In yesterday's Times Magazine profile of Lewis Hyde, author of The Gift, the interviewer Daniel B. Smith notes:
Hyde’s fans ... routinely use words like “transformative” and “life-altering” to describe his books, which they’ve been known to pass hand to hand like spiritual texts or samizdat manifestoes.
I can vouch for the truth of this statement. When I first met Jamie Byng, head of Canongate and my UK publisher, he enthusiastically thrust a copy of The Gift into my hands, describing it as essential, transformative and profound. He turned out to be right on all counts. I'm often asked why I persist here at TEV for no financial rewards. The best answer I can offer is to stick a copy of The Gift into your hands, albeit virtually.
Perhaps the Times profile will bring Hyde the widespread attention he deserves. If you want to know more, you can hear him intereviewed here on Bookworm.
Well, Mr. TEV, I'm about to purchase this book because you say so. Of course, my summer has been the best literary once I've had since I was in school with the books you mentioned you were using for the first novel thing you did in Australia. So, thank you...

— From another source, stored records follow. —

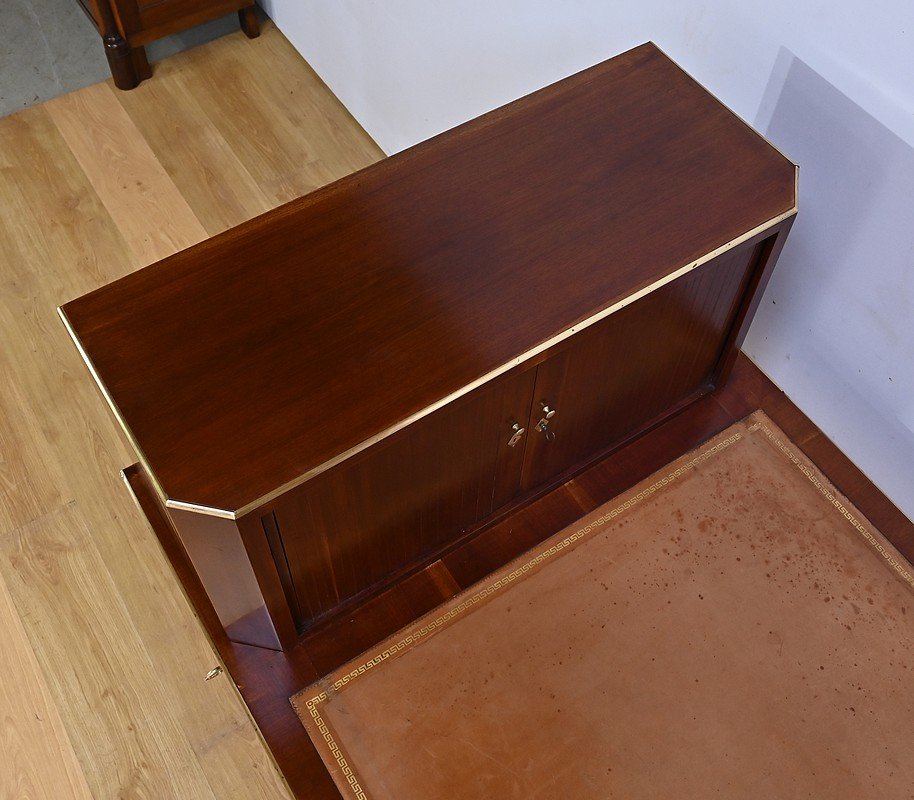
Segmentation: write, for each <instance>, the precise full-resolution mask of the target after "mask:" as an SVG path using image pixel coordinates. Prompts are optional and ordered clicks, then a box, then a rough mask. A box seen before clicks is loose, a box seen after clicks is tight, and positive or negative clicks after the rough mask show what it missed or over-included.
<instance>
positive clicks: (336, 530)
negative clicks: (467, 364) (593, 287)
mask: <svg viewBox="0 0 914 800" xmlns="http://www.w3.org/2000/svg"><path fill="white" fill-rule="evenodd" d="M534 376H535V370H529V371H527V372H525V373H520V374H516V375H509V376H506V377H504V378H502V379H500V380H498V381H496V382H495V383H493V384H491V385H486V386H484V387H482V388H480V389H478V390H476V391H474V392H472V393H470V394H469V395H467V396H466V397H464V398H461V399H460V400H457V401H455V402H454V403H451V404H449V405H447V406H445V407H444V408H442V409H439V410H438V411H436V412H434V413H433V414H431V415H429V416H428V417H425V418H424V419H422V420H420V421H418V422H417V423H415V424H413V425H410V426H409V427H408V428H406V429H404V430H403V431H401V432H399V433H398V434H395V435H394V436H391V437H390V438H388V439H386V440H384V441H382V442H380V443H378V444H377V445H375V446H373V447H371V448H369V449H368V450H366V451H365V452H364V453H362V454H360V455H359V456H356V457H354V458H352V459H349V460H347V461H345V462H344V463H342V464H340V465H339V466H337V467H334V468H333V469H330V470H328V471H327V472H325V473H323V474H322V475H318V476H317V477H316V478H314V479H312V480H311V481H309V482H308V483H306V484H304V485H303V486H301V487H298V488H297V489H295V490H293V491H292V492H290V493H289V494H287V495H285V496H283V497H282V498H280V499H279V500H277V501H276V504H275V505H274V513H273V514H271V515H269V518H265V519H264V524H265V527H268V528H273V527H275V530H276V531H278V534H279V537H280V540H281V542H282V547H283V550H284V557H285V560H286V564H284V565H281V566H282V567H283V568H285V569H287V574H288V576H289V583H290V584H291V592H290V591H288V590H287V594H291V596H290V597H289V599H290V605H292V606H293V607H297V612H298V613H297V616H298V620H297V621H298V623H299V625H300V626H304V625H307V623H308V621H309V620H311V619H313V618H314V617H317V616H319V615H321V614H323V613H324V612H326V611H328V610H330V609H332V608H333V607H334V606H336V605H337V604H339V603H340V602H342V601H344V600H346V599H347V598H349V597H352V596H354V595H356V594H358V593H359V592H361V591H363V590H365V589H367V588H369V587H372V586H375V585H377V584H378V583H379V582H381V581H383V580H384V579H385V578H387V577H389V576H391V575H394V574H396V573H398V572H402V571H403V570H404V569H405V568H408V567H410V566H411V565H415V564H418V563H419V562H421V561H422V560H423V559H424V558H426V557H428V556H429V555H430V554H433V553H435V552H436V551H438V550H440V549H442V548H443V547H445V546H446V545H447V544H448V543H449V542H451V541H453V540H455V539H456V538H458V537H459V536H460V535H461V533H462V532H463V531H465V530H466V529H467V528H469V527H470V526H471V525H473V524H474V523H476V522H477V521H479V520H480V519H482V518H484V517H486V516H487V515H489V514H490V513H491V512H492V510H493V508H494V507H495V506H496V504H497V505H502V504H503V503H505V502H507V501H508V500H509V499H510V498H511V497H513V496H514V495H515V494H516V493H517V491H518V489H519V486H520V476H521V468H522V465H523V459H524V441H525V440H524V438H519V439H518V441H517V442H516V443H515V446H514V447H509V446H508V442H509V441H510V440H511V438H512V436H513V434H514V431H513V430H512V425H513V424H514V423H518V426H519V427H520V426H523V424H524V423H525V422H526V419H527V416H528V414H529V410H530V398H531V397H532V394H533V385H534Z"/></svg>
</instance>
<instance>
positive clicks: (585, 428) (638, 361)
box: [523, 246, 759, 489]
mask: <svg viewBox="0 0 914 800" xmlns="http://www.w3.org/2000/svg"><path fill="white" fill-rule="evenodd" d="M758 253H759V247H758V246H755V247H744V248H741V249H737V250H734V251H731V252H730V253H725V254H724V255H722V256H719V257H718V258H716V259H714V260H712V261H709V262H708V263H707V264H704V265H702V266H701V267H698V268H697V269H695V270H693V271H692V272H690V273H687V274H686V275H684V276H682V277H681V278H678V279H677V280H675V281H673V282H672V283H669V284H667V285H666V286H664V287H662V288H660V289H658V290H656V291H654V292H652V293H651V294H648V295H647V296H645V297H643V298H641V299H640V300H638V301H636V302H635V303H633V304H632V305H630V306H627V307H626V308H624V309H622V310H620V311H618V312H616V313H615V314H613V315H611V316H609V317H607V318H606V319H605V320H602V321H601V322H598V323H596V324H595V325H593V326H592V327H591V328H589V329H587V330H585V331H582V332H581V333H580V334H576V335H575V336H573V337H572V338H571V339H569V340H568V346H567V347H566V349H565V350H563V351H562V352H559V353H557V354H555V355H554V356H552V357H551V358H550V359H548V360H547V361H545V362H543V363H542V364H540V366H539V369H538V372H537V380H536V388H535V392H534V394H535V396H534V402H533V406H532V410H531V416H530V419H529V430H530V434H529V438H528V442H527V449H526V459H525V464H524V473H523V488H524V489H531V488H533V487H535V486H537V485H539V484H542V483H544V482H546V481H548V480H549V479H551V478H553V477H555V476H557V475H559V474H560V473H562V472H564V471H565V470H567V469H569V468H571V467H573V466H575V465H577V464H580V463H582V462H584V461H586V460H588V459H589V458H590V457H592V456H594V455H596V454H598V453H599V452H601V451H603V450H605V449H606V448H608V447H609V446H611V445H612V444H613V443H615V442H619V441H621V440H622V439H624V438H626V437H627V436H628V435H630V434H632V433H634V432H636V431H637V430H639V429H640V428H643V427H644V426H645V425H647V424H649V423H651V422H652V421H653V420H656V419H658V418H660V417H662V416H664V415H665V413H666V412H667V411H669V410H670V409H672V408H673V407H674V406H675V405H676V404H678V403H680V402H682V401H683V400H685V399H686V398H687V397H689V396H690V395H692V394H694V393H695V392H696V391H698V390H699V389H701V388H703V387H706V386H708V384H709V382H710V381H711V379H712V375H713V372H714V369H715V367H716V365H717V362H718V359H719V358H720V356H721V352H722V349H723V346H724V343H725V341H726V339H727V335H728V333H729V331H730V328H731V325H732V323H733V321H734V318H735V316H736V312H737V310H738V307H739V303H740V300H741V298H742V296H743V293H744V290H745V287H746V285H747V281H748V278H749V275H750V273H751V270H752V268H753V267H754V266H755V264H756V261H757V258H758ZM543 405H548V406H549V407H550V408H551V409H554V410H555V415H554V416H553V417H552V418H551V419H549V420H548V428H547V429H546V432H545V433H543V432H538V431H536V430H535V428H536V424H537V422H538V421H539V420H540V418H542V417H543V416H544V414H543V409H542V407H543Z"/></svg>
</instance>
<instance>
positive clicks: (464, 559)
mask: <svg viewBox="0 0 914 800" xmlns="http://www.w3.org/2000/svg"><path fill="white" fill-rule="evenodd" d="M757 408H761V409H763V410H764V411H765V413H766V414H768V415H769V416H770V417H771V418H772V419H773V420H774V422H775V423H776V424H777V425H778V426H779V427H780V428H781V429H782V430H784V432H785V433H787V434H788V436H790V438H791V440H792V441H793V442H794V443H795V444H797V445H798V446H799V447H800V448H801V449H802V450H803V451H804V452H805V453H806V454H807V455H809V456H810V457H812V458H813V459H814V460H815V463H816V465H817V466H818V467H819V468H820V469H821V470H822V471H823V472H824V474H825V475H826V477H828V479H829V480H830V481H831V482H832V483H834V484H835V486H836V487H837V488H838V489H839V490H840V491H841V492H842V493H844V494H846V495H847V496H848V498H849V499H850V500H851V501H852V502H853V503H854V504H855V505H857V507H858V508H859V509H860V511H862V512H863V514H865V515H866V516H867V517H868V518H869V519H870V520H871V521H873V522H874V523H875V524H877V525H878V526H879V528H880V530H882V532H883V533H884V534H885V535H886V537H887V538H888V539H889V540H890V541H891V542H892V543H893V544H894V545H895V546H896V547H898V548H899V550H900V551H901V552H902V554H903V555H905V557H906V558H908V559H909V560H912V559H914V523H912V522H911V521H910V520H908V519H906V518H905V517H904V515H903V514H901V512H900V511H899V510H898V509H897V508H896V507H895V506H894V505H893V504H892V503H891V501H889V500H888V499H887V498H886V497H885V495H883V494H882V493H881V492H880V491H879V490H878V489H877V488H876V487H875V486H873V484H872V483H870V482H869V481H868V480H867V479H866V478H865V476H863V475H862V473H860V471H859V470H858V469H857V468H856V467H854V465H853V464H852V463H851V462H850V461H849V460H848V459H847V457H846V456H844V455H843V454H842V453H841V452H840V451H839V450H838V449H837V448H836V447H835V446H834V445H833V444H832V443H831V442H830V441H829V440H828V439H827V437H826V436H825V435H824V434H823V433H822V432H821V431H820V430H819V429H818V428H817V427H816V426H815V425H814V424H813V423H812V422H811V421H810V420H809V419H808V418H807V417H806V416H804V415H803V413H802V412H801V411H800V410H799V409H798V408H797V407H796V406H795V405H793V403H791V402H790V400H789V399H788V398H787V396H786V395H785V394H784V393H783V392H781V391H780V390H779V389H778V388H777V387H776V386H775V385H774V384H773V383H772V382H771V381H770V380H769V379H768V378H766V377H765V375H763V374H762V373H761V372H760V371H759V370H758V368H757V367H755V366H754V365H753V364H752V362H750V361H749V360H748V359H747V358H746V357H745V356H744V355H740V356H739V357H738V358H737V359H736V363H735V366H734V369H733V374H732V376H731V379H730V380H729V382H728V383H727V384H726V385H725V386H723V387H722V388H721V389H719V390H718V391H717V392H715V393H713V394H708V395H705V396H704V397H702V398H701V399H699V400H698V401H697V402H695V403H693V404H692V405H690V406H688V407H687V408H685V409H684V410H683V411H682V412H681V413H679V414H677V415H676V416H674V417H673V418H672V419H670V420H668V421H667V422H665V423H664V424H662V425H660V426H659V427H657V428H655V429H654V430H652V431H650V432H649V433H647V434H646V435H644V436H641V437H639V438H638V439H637V440H635V441H633V442H632V443H630V444H628V445H626V446H625V447H624V448H622V449H621V450H618V451H616V452H614V453H613V454H612V457H611V458H607V459H603V460H601V461H599V462H598V463H596V464H594V465H593V466H591V467H590V468H589V469H587V470H586V471H585V472H583V473H581V474H580V475H577V476H576V477H575V478H574V479H573V480H571V481H569V482H567V483H565V484H564V485H562V486H560V487H559V488H558V489H555V490H554V491H552V492H549V493H548V494H546V495H544V496H542V497H540V498H539V499H538V500H536V501H535V502H532V503H529V504H527V505H525V506H523V507H521V508H519V509H514V510H512V511H511V513H509V514H507V515H506V516H504V517H502V518H500V519H497V520H494V521H493V522H492V524H491V525H489V526H488V527H487V528H485V529H484V530H482V531H480V532H479V533H478V535H476V536H475V537H473V538H472V539H470V540H469V541H467V542H464V543H463V544H462V545H461V546H460V547H459V548H458V549H456V550H454V551H453V552H451V553H449V554H448V555H447V556H446V557H445V558H444V559H442V560H441V561H439V562H436V563H434V564H432V565H431V566H429V567H428V568H427V569H426V570H424V571H423V572H421V573H419V574H417V575H413V576H410V577H409V578H407V579H406V580H405V581H402V582H400V583H398V584H397V585H395V586H393V587H391V588H389V589H388V590H387V591H385V592H383V593H382V594H380V595H376V596H373V597H370V598H367V599H365V600H363V602H362V603H361V604H360V605H359V606H358V607H356V608H352V609H350V610H349V613H348V614H346V615H345V616H344V617H341V618H333V619H330V620H328V621H327V622H326V624H324V625H320V626H318V627H317V628H316V629H314V630H312V631H309V632H308V634H307V636H306V637H305V639H304V640H303V642H302V643H301V644H300V645H299V646H298V647H296V648H295V649H293V650H291V651H289V652H286V653H281V652H276V651H273V650H266V649H263V648H256V647H249V646H246V645H238V644H234V643H232V642H229V641H228V639H227V638H226V636H225V633H224V632H223V631H222V628H221V627H220V626H219V624H218V621H217V620H216V618H215V615H214V613H213V611H212V607H211V605H210V604H209V600H208V598H207V597H206V594H205V593H204V592H203V590H202V587H201V586H200V585H199V581H197V579H196V576H195V575H194V574H193V571H192V568H191V567H190V565H189V563H188V562H187V559H186V556H185V555H184V553H183V551H182V550H181V547H180V543H179V541H178V539H177V536H176V534H175V532H174V529H173V527H171V526H170V525H169V524H162V522H163V521H166V519H167V518H166V517H165V515H163V514H162V513H161V510H160V509H159V507H158V505H157V501H156V497H155V495H154V494H153V492H152V491H151V490H150V489H149V488H148V487H146V486H145V485H144V483H143V481H142V478H141V474H140V473H139V472H138V471H137V470H136V469H135V468H134V469H132V471H131V474H132V476H133V479H132V481H131V484H132V485H133V486H134V490H135V491H137V492H138V494H139V496H140V497H141V498H142V500H143V504H144V509H145V510H146V513H147V514H148V515H149V517H150V519H151V520H153V521H154V527H155V530H156V533H157V535H158V536H159V537H160V539H161V541H162V543H163V545H164V546H165V548H166V550H167V551H168V554H169V558H170V560H171V562H172V565H173V566H174V568H175V570H176V572H177V574H178V576H179V577H180V579H181V581H182V583H183V585H184V586H185V587H186V588H187V591H188V594H189V596H190V598H191V600H192V602H193V603H194V607H195V608H197V609H198V613H200V615H201V617H202V618H203V619H204V621H205V622H206V625H207V630H209V631H210V634H211V636H212V637H213V639H214V641H215V642H216V643H217V646H218V648H219V652H220V653H221V654H222V656H223V658H224V660H225V663H226V665H227V666H228V668H229V670H230V671H231V673H232V675H233V676H234V678H235V681H236V682H237V683H238V684H239V686H240V687H241V691H242V694H243V695H244V698H245V701H246V702H247V703H248V705H249V707H250V709H251V713H252V714H253V716H254V718H255V719H256V720H257V723H258V725H259V726H260V729H261V731H263V734H264V737H265V739H266V741H267V743H268V744H269V746H270V748H271V750H272V751H273V753H274V755H275V757H276V759H277V761H278V763H279V765H280V767H281V769H282V771H283V774H284V775H285V776H286V778H287V779H288V781H289V784H290V786H291V788H292V790H293V793H294V794H295V796H296V797H301V798H308V800H315V798H321V799H322V800H338V798H339V797H340V795H339V792H338V791H337V789H336V787H335V786H334V785H333V782H332V781H331V780H330V778H329V776H328V774H327V771H326V770H325V769H324V767H323V763H322V761H321V758H320V756H319V755H318V754H317V752H316V751H315V749H314V746H313V745H312V743H311V740H310V738H309V737H308V735H307V734H306V732H305V729H304V728H303V727H302V726H301V724H300V723H299V721H298V718H297V717H296V715H295V713H294V712H293V710H292V707H291V705H290V704H289V701H288V699H289V696H290V695H292V694H294V693H295V692H296V691H298V690H300V689H302V688H304V687H305V686H308V685H310V684H311V683H313V682H314V680H315V679H316V678H317V677H318V676H321V675H326V674H327V673H329V672H331V671H332V670H334V669H336V668H337V667H339V666H340V665H341V664H343V663H345V662H346V661H348V660H350V659H352V658H354V657H355V656H357V655H359V653H362V652H364V651H366V650H368V649H369V648H370V647H372V646H373V645H375V644H377V643H378V642H380V641H381V640H382V639H384V638H386V637H387V636H390V635H391V634H393V633H395V632H396V631H398V630H400V629H401V628H403V627H405V626H406V625H408V624H409V623H411V622H412V621H414V620H415V619H418V618H419V617H420V616H422V615H423V614H424V613H426V612H428V611H430V610H431V609H432V608H434V607H435V606H437V605H440V604H441V603H442V602H444V601H445V600H447V599H448V598H450V597H452V596H453V595H455V594H456V593H457V592H458V591H460V590H461V589H463V588H466V587H468V586H470V585H472V584H473V583H475V582H476V581H477V580H479V579H481V578H483V577H485V576H486V575H487V574H489V573H491V572H493V571H495V570H497V569H498V568H499V567H502V566H503V565H505V564H506V563H508V562H509V561H511V560H512V559H514V558H516V557H518V556H520V555H521V554H523V553H524V552H526V551H527V550H529V549H530V548H532V547H535V546H537V545H538V544H539V543H540V542H542V541H544V540H545V539H546V538H548V537H549V536H550V535H552V534H553V533H555V532H556V531H558V530H561V529H562V528H563V527H565V526H566V525H569V524H571V523H572V522H574V521H575V520H576V519H579V518H580V517H581V516H582V515H583V514H586V513H588V512H589V511H592V510H593V509H595V508H597V507H598V506H599V505H601V504H602V503H605V502H606V501H608V500H610V499H611V498H613V497H615V496H617V495H618V494H619V493H621V492H624V491H625V490H626V489H628V488H630V487H631V486H632V485H634V484H635V483H637V482H638V481H640V480H643V479H644V478H645V477H647V476H648V475H650V474H651V473H653V472H655V471H657V470H658V469H661V468H662V467H664V466H665V465H666V464H668V463H669V462H670V461H672V460H673V459H675V458H677V457H678V456H680V455H682V454H683V453H684V452H687V451H689V450H691V449H693V448H695V447H697V446H699V445H700V444H701V443H702V442H704V441H706V440H707V439H708V438H709V437H711V436H713V435H715V434H717V433H719V432H720V431H722V430H724V429H725V428H727V427H728V426H729V425H731V424H733V423H734V422H737V421H738V420H740V419H742V418H743V417H745V416H746V415H747V414H749V413H751V412H752V411H753V410H755V409H757ZM156 520H158V523H155V521H156Z"/></svg>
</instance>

Posted by: JW | November 17, 2008 at 10:51 AM
JW, you won't be sorry. The Gift is a gift. I was just recommending it to a fellow writer friend last week. And Trickster Makes This World is fantastic, too. Lewis Hyde should be better known for sure--a poetic scholar, a scholastic poet, the most organic of intellectuals.
Posted by: Antoine Wilson | November 17, 2008 at 12:14 PM
You should read Hyde's essay, "Alcohol and Poetry: John Berryman and the Booze Talking"--it's fantastic. It's the first Hyde piece I read (and I discovered it from a citation in a DFW essay).
Posted by: Tim Jacobs | November 17, 2008 at 06:25 PM
I thought the Times article was quite illuminating as to this Lewis Hyde fellow, and I'm planning to look for The Gift.
One passage in the article has me a bit confused though, "In 1998, he published an essay in which he took the same approach to Thoreau as he does to Franklin, showing that for all his vaunted individualism, Thoreau could not have produced his work without the rich community and communal institutions surrounding him in Concord. It was the first expression of the thesis that would grow into the heart of Hyde’s new project, and it was the first piece of the project that I read."
Aren't we all products of our environment to a very large extent? Thoreau would not have been the same man he was if he had grown up in 20th century Los Angeles, for example. The "breakthrough" works of art that our culture has produced are always defined by the culture in which they came to be. How and why is this idea considered a new "thesis"? I'm sure reading the 1998 essay referenced would shed light on this question too.
I'd love to hear others thoughts on this subject.